Ces comparaisons sont essentielles pour mesurer le cycle économique du secteur : après un point bas fin 2024, l’indice repart du bon pied au milieu de 2025.
Un secteur structuré mais fragile
Le secteur agricole gabonais emploie près de 30 % de la population active, ce qui représente jusqu’à 40 % des populations rurales directement impliquées dans l’agriculture, malgré une contribution limitée au PIB national.
Le nombre exact d’entreprises agricoles opérant dans le segment de l’agriculture de rente n’est pas systématiquement publié, mais des recensements nationaux recensent plusieurs milliers d’exploitations agricoles formelles et informelles dans tout le pays.
Production annuelle et principales branches de rente
L’estimation de la production annuelle de l’agriculture de rente au Gabon varie selon les années agricoles et les conditions climatiques, mais les cultures de rente les plus significatives incluent :
Caoutchouc naturel (hévéa) – principal produit d’exportation dans ce segment ;
Palmier à huile – deuxième grand contributeur et souvent le plus résilient ;
Cacao et café – présents mais à plus petite échelle, souvent exportés en volumes relativement modestes.
La répartition des parts varie selon les campagnes de production, mais le caoutchouc et l’huile de palme représentent ensemble la quasi-totalité des revenus d’exportation agricole de rente pour le Gabon.
Recettes et contribution budgétaire
Sur les recettes en francs CFA, le secteur de l’agriculture de rente contribue à des milliards de recettes d’exportation chaque année, surtout grâce à la vente de caoutchouc et d’huile de palme sur les marchés internationaux.

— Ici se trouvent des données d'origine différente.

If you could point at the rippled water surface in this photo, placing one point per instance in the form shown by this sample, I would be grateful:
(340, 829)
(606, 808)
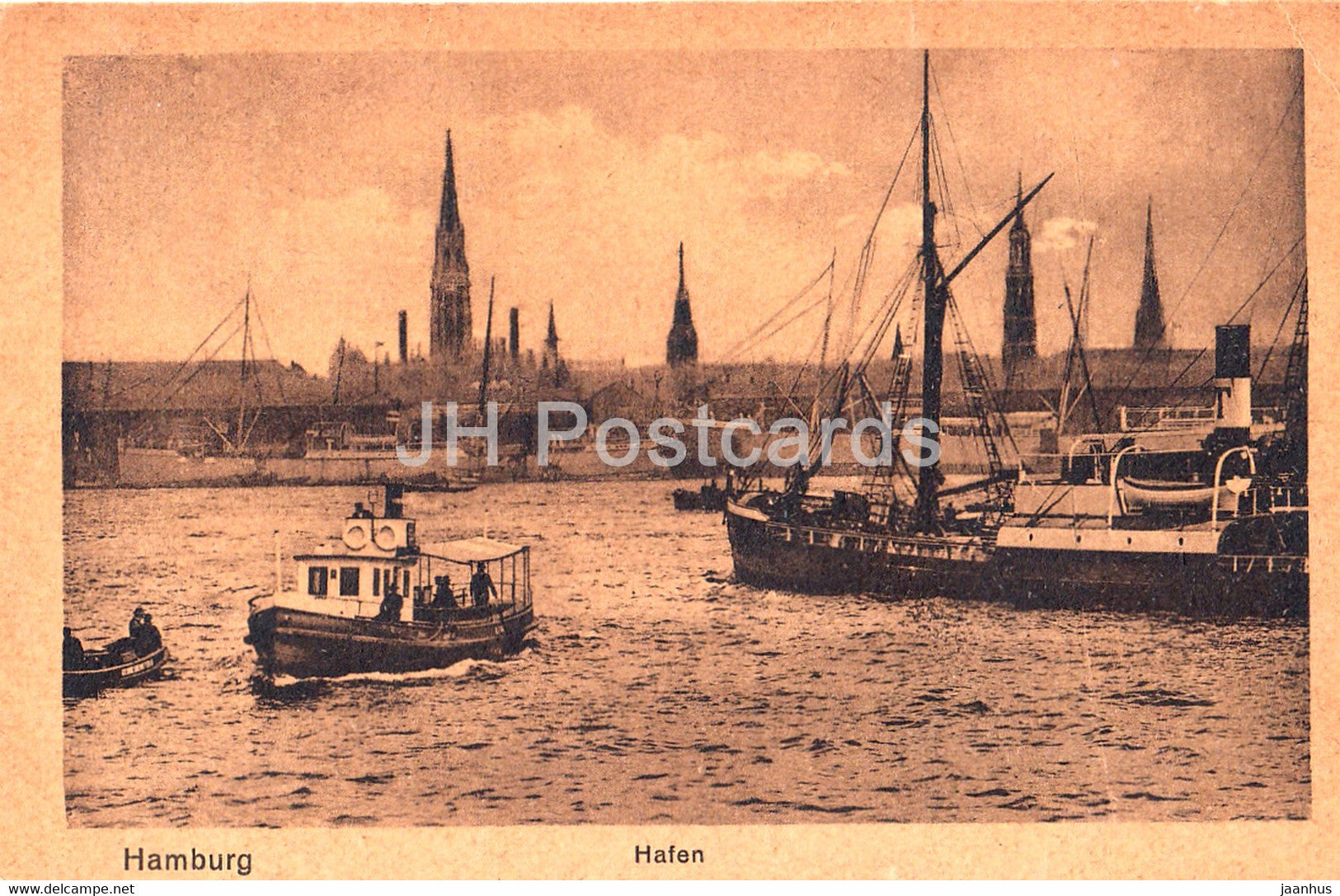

Par exemple, des baisses de production de caoutchouc ont été estimées comme un manque à gagner d’environ 6 milliards FCFA sur un seul trimestre en 2025.
La contribution directe du secteur de l’agriculture au budget national reste modeste par rapport aux revenus pétroliers, miniers ou forestiers, mais elle demeure importante pour la diversification économique et la création d’emplois en zones rurales.
Signification d’une hausse de 11,4 %
Une hausse de 11,4 % de l’indice de production de l’agriculture de rente signifie que la quantité totale de produits agricoles destinés à l’exportation ou à des marchés commerciaux (comme le caoutchouc ou l’huile de palme) a augmenté de plus de 11 % par rapport au trimestre précédent.
Concrètement, si ce secteur produisait 100 unités de biens agricoles (tonnes, valeur ou index), il en produit maintenant 111,4 , soit une croissance nette.
Pour un secteur qui avait eu des difficultés pendant plusieurs trimestres (reculs, problèmes d’entretien des plantations, défauts logistiques), une telle progression est une véritable bouffée d’oxygène. Cela signifie que la production commence à reprendre du poil de la bête, qu’il y a une embellie dans l’activité, et qu’on se frotte les mains car cette amélioration pourrait rassurer les investisseurs et les agriculteurs. Dans un sens simple, cela veut dire que l’agriculture de rente produit davantage, ce qui peut aider à générer plus de revenus pour les producteurs et pour le pays.
Initiatives gouvernementales depuis août 2023
Depuis août 2023, le gouvernement gabonais a mis en place plusieurs mesures pour redynamiser le secteur agricole, dont notamment :
Renforcement des programmes de soutien aux exploitations agricoles ;
Appui technique et subvention partielle pour l’entretien des plantations clés comme l’hévéa et l’huile de palme ;
Développement d’infrastructures rurales pour faciliter l’accès aux marchés ;
Mise en œuvre de politiques incitatives pour attirer des investisseurs privés dans les chaînes de valeur agricoles.
Ces mesures visent à transformer une agriculture en regain de forme en un secteur durablement compétitif sur les marchés internationaux.